We want to understand how the time to perform these operations changes as the size of the input number grows.
Scenario Under Consideration
Analyze the time complexity of the following bit manipulation operations.
# Example bit operations on integers
x = 42 # binary: 101010
y = 15 # binary: 001111
and_result = x & y # AND operation
or_result = x | y # OR operation
xor_result = x ^ y # XOR operation
not_result = ~x # NOT operation
left_shift = x << 2 # Left shift by 2 bits
right_shift = x >> 1 # Right shift by 1 bit
This code performs basic bitwise operations on two integers.
Identify Repeating Operations
Each bitwise operation processes bits one by one internally.
- Primary operation: Bitwise AND, OR, XOR, NOT, and shifts.
- How many times: Once per bit of the input number.
How Execution Grows With Input
The number of bits depends on the size of the number (n bits).

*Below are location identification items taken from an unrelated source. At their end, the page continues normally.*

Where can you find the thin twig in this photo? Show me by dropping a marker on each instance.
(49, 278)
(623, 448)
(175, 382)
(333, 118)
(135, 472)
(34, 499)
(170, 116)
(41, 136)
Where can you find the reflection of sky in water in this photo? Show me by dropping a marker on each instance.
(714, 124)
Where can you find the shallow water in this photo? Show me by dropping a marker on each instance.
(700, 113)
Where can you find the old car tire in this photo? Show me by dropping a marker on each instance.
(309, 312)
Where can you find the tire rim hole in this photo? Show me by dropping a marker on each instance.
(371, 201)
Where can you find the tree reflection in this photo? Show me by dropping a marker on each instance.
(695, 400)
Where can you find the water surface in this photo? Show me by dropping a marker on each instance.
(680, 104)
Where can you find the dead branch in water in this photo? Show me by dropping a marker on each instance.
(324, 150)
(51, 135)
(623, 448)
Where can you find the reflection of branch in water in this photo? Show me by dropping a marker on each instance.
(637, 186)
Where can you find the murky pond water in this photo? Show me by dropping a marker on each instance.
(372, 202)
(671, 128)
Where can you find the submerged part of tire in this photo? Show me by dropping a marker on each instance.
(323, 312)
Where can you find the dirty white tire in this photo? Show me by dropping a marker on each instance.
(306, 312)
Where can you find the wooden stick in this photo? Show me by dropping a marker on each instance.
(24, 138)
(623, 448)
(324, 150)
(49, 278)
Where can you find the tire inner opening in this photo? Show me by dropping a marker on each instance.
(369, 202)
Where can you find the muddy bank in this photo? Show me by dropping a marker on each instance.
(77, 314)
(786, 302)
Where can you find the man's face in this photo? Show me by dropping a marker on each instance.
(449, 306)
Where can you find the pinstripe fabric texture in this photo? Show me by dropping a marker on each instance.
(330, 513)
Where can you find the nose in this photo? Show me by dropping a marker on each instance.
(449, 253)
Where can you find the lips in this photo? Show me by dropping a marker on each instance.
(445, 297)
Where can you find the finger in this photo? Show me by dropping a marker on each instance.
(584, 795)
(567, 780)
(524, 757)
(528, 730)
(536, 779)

| Input Size (bits) | Approx. Operations |
|---|---|
| 10 | About 10 bit operations |
| 100 | About 100 bit operations |
| 1000 | About 1000 bit operations |
Pattern observation: The work grows linearly with the number of bits in the input.
Final Time Complexity
Time Complexity: O(n)
This means the time to do bit operations grows linearly with the number of bits in the number.
Common Mistake
[X] Wrong: "Bitwise operations always take constant time no matter the number size."
[OK] Correct: Actually, the time depends on how many bits the number has, so bigger numbers take proportionally more time.
Interview Connect
Understanding bit manipulation time helps you write efficient code and explain performance clearly in interviews.
Self-Check
"What if we used fixed-size 32-bit integers instead of arbitrary large integers? How would the time complexity change?"